Here’s a plot of the fixed effect coefficients - each is a differential intercept, measuring the difference from the reference category.

code
# reference category is AFG by default 
# coefficients as data frame for plotting
coefs<- data.frame(coef(summary(m4)))
coefs$country <- rownames(coefs)
coefs$country <- substr(coefs$country, 2, nchar(coefs$country))
coefs$country[coefs$country=="Intercept)"] <- "Intercept"
coefs$sig <-ifelse(coefs$`Pr...t..`<.05, 1,0)


## plot fixed effects ----

p <- ggplot(coefs, aes(x = Estimate, y = country, color = factor(sig), label = country)) +
  geom_point(size = 1) +
  geom_errorbarh(aes(xmin = Estimate - 1.96 * Std..Error, xmax = Estimate + 1.96 * Std..Error)) +
  geom_text_repel(data=coefs%>%filter(sig==1),  size=2.5, force=5) + 
  theme(axis.text.y = element_blank(),
        axis.ticks.y = element_blank())+
  labs ( colour = NULL, y = "", x =  "Expected Scarring Torture Reports" ) +
  ggtitle("Fixed Effects", subtitle = "Country Coefficients")

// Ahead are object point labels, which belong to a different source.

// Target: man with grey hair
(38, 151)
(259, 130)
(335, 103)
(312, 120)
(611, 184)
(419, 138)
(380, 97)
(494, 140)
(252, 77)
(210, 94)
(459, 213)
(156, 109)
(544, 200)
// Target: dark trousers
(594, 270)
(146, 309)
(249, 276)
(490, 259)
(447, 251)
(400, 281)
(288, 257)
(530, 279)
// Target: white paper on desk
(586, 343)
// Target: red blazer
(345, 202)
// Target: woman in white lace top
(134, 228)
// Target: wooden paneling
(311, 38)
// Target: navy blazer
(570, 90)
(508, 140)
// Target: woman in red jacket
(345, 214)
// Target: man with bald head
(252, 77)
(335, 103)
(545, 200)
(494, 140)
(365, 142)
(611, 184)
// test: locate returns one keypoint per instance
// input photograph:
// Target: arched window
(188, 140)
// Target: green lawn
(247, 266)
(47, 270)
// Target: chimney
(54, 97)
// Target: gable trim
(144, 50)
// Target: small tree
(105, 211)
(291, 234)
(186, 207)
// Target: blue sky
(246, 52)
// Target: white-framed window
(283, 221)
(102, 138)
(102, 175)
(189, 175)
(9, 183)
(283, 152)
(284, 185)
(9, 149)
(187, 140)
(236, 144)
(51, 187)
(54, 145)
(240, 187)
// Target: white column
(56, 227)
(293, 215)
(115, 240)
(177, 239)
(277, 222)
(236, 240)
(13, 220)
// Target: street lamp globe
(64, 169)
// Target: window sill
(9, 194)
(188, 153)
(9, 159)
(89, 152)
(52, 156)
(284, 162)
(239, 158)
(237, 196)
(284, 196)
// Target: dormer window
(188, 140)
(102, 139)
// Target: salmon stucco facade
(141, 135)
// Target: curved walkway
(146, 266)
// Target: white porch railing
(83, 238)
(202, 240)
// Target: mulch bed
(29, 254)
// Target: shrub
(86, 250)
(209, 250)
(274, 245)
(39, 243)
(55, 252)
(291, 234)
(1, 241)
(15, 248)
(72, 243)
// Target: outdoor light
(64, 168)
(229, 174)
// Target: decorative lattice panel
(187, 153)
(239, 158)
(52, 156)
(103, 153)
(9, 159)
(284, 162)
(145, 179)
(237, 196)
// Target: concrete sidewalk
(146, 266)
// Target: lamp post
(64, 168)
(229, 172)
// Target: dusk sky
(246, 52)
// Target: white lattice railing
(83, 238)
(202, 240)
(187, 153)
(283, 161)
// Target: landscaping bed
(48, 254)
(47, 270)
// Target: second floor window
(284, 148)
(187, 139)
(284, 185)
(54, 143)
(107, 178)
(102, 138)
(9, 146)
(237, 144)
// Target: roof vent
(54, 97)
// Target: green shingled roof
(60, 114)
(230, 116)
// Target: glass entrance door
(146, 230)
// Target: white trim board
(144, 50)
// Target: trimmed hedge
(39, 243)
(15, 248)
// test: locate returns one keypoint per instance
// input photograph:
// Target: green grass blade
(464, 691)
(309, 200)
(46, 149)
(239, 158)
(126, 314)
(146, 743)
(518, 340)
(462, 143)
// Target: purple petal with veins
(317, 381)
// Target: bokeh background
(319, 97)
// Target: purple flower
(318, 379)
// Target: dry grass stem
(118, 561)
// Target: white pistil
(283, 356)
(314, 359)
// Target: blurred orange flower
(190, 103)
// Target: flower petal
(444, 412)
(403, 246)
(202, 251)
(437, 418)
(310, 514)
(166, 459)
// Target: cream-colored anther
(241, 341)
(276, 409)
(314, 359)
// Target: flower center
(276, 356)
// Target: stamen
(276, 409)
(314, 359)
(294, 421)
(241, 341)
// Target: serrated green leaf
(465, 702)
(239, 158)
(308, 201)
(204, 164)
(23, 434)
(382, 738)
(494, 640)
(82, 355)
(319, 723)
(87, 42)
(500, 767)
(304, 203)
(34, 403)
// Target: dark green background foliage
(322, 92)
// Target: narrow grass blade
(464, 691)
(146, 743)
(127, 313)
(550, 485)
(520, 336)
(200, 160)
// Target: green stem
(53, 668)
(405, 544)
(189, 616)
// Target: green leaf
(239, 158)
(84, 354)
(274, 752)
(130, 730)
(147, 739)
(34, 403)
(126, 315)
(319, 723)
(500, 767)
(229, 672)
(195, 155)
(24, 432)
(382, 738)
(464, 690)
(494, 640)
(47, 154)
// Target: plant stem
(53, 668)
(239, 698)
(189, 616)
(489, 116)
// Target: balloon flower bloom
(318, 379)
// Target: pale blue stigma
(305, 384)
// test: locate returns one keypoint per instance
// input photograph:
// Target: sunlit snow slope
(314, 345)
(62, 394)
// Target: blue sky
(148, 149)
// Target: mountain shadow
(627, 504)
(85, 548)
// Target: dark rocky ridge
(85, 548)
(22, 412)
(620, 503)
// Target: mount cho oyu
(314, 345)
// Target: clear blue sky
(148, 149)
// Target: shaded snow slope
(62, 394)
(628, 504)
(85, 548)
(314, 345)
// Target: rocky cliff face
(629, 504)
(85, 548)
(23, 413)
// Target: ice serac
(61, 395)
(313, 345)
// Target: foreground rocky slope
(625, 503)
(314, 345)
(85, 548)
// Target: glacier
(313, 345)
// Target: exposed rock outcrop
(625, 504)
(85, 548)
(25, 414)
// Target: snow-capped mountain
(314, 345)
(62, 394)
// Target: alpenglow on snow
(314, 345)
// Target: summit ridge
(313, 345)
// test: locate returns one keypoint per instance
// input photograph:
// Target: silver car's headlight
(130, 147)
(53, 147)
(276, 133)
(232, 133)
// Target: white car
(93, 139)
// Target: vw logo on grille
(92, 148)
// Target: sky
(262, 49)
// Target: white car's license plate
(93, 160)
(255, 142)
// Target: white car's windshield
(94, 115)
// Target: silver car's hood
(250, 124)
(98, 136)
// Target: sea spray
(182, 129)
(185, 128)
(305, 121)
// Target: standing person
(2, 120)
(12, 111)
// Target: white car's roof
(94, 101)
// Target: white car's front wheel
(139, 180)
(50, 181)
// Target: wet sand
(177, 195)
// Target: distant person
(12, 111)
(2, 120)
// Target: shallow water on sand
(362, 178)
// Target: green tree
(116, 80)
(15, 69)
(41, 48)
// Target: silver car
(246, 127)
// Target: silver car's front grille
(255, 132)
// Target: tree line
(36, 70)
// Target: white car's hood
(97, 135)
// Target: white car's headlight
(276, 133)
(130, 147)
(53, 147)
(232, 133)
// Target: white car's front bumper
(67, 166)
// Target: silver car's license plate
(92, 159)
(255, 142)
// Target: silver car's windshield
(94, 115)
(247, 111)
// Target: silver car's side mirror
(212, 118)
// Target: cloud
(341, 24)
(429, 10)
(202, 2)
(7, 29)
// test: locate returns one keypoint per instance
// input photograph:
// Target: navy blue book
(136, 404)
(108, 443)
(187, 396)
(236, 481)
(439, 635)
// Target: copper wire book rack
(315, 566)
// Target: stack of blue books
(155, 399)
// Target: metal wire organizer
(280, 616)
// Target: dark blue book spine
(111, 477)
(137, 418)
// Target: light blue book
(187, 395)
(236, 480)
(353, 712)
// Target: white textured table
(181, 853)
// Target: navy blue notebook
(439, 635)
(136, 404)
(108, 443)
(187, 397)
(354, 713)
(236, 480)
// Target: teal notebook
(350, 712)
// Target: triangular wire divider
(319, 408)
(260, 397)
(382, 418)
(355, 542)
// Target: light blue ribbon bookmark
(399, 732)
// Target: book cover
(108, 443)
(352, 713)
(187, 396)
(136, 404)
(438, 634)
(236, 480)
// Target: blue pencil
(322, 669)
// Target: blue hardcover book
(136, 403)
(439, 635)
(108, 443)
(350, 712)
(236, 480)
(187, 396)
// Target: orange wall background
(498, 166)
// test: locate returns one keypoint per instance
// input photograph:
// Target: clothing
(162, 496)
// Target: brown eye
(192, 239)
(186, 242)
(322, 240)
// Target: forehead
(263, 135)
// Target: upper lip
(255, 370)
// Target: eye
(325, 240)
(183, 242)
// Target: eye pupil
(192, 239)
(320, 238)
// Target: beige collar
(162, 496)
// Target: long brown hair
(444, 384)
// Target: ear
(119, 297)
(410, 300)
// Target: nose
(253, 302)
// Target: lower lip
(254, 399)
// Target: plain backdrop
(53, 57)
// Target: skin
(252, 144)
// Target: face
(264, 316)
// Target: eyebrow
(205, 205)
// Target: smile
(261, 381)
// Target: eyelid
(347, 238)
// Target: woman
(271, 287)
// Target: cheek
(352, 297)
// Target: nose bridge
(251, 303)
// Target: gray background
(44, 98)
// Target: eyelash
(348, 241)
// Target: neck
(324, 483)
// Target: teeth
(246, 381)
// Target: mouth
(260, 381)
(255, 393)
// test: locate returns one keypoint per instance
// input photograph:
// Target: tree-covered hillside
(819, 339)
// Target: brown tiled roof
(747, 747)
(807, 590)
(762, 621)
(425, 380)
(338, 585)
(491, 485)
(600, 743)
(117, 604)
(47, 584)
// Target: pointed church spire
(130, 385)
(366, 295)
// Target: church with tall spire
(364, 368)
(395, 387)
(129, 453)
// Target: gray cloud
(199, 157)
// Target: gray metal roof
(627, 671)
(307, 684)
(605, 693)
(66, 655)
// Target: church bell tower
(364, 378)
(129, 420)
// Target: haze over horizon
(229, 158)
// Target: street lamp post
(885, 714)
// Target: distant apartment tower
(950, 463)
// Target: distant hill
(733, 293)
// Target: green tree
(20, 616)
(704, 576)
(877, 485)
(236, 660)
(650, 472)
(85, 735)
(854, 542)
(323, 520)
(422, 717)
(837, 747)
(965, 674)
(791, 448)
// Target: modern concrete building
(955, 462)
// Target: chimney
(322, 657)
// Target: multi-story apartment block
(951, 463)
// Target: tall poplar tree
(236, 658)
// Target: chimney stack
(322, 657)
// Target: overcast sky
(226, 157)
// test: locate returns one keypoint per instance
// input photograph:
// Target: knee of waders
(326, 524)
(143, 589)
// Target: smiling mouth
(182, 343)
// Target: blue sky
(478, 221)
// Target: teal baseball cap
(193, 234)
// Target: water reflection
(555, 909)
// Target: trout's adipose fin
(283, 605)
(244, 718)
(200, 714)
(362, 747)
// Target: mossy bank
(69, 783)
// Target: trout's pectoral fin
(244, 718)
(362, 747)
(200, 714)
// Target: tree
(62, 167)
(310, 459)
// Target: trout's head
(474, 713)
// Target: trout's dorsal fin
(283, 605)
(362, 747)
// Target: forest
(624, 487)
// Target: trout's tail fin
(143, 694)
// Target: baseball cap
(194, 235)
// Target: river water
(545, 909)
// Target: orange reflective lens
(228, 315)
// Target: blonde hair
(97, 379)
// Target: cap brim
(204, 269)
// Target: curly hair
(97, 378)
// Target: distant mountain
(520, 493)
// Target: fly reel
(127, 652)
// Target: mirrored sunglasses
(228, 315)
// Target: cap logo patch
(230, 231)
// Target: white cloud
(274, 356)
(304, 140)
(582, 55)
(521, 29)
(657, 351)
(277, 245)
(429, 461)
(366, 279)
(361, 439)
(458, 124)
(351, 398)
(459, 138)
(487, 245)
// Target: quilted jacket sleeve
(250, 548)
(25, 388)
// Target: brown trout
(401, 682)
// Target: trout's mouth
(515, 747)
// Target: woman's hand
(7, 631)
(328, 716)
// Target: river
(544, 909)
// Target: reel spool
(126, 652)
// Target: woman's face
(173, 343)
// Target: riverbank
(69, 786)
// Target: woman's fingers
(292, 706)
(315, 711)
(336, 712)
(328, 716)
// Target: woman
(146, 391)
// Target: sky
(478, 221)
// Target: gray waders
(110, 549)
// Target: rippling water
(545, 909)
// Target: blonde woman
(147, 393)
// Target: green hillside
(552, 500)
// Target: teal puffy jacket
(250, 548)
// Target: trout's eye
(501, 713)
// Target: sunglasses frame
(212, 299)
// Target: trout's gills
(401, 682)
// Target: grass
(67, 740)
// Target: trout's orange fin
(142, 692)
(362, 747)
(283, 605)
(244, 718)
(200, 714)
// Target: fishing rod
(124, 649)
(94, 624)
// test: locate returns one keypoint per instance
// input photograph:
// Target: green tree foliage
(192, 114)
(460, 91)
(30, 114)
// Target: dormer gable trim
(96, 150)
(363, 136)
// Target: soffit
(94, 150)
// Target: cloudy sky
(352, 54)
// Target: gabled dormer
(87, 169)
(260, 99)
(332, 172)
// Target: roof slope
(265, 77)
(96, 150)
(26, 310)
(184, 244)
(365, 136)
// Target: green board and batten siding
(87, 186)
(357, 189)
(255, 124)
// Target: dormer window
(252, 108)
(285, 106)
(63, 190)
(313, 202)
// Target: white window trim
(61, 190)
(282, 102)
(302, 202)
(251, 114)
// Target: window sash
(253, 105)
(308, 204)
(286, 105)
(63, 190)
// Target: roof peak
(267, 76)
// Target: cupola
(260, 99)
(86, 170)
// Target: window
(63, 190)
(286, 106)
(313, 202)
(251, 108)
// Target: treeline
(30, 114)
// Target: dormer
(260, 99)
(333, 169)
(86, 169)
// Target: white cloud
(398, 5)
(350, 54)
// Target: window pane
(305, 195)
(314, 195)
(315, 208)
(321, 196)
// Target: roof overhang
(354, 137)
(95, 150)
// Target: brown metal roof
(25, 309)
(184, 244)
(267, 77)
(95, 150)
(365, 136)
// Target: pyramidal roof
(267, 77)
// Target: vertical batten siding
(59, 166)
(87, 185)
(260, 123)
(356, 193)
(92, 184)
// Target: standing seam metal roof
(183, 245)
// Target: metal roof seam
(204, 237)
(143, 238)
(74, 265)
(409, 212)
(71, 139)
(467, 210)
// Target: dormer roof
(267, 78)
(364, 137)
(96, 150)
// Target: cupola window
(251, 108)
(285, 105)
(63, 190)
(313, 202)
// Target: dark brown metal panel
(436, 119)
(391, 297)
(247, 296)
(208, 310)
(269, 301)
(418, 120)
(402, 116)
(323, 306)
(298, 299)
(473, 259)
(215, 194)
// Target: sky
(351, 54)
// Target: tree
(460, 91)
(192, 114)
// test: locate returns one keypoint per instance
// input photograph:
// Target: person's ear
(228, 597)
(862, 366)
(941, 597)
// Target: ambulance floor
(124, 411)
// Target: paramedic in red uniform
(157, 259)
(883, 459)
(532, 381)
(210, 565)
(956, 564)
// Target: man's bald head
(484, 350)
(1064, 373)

p + scale_color_manual(values = c("red", "black")) +
  guides(color="none")

The result is that each coefficient is an intercept for a particular country. Each measures the difference in that country’s intercept (or mean of \(y\)) from the excluded category, in this case, Afghanistan. Black bars are different from the excluded category at the .05 level.

Each country coefficient plus the intercept is that country’s mean of \(y\), scarring torture . Looking, for instance at the US, the coefficient is about 19, so the US mean scarring torture reports is 19 plus the intercept (5.5), so about 24.5 (the actual mean for US scarring torture reports is 24.45).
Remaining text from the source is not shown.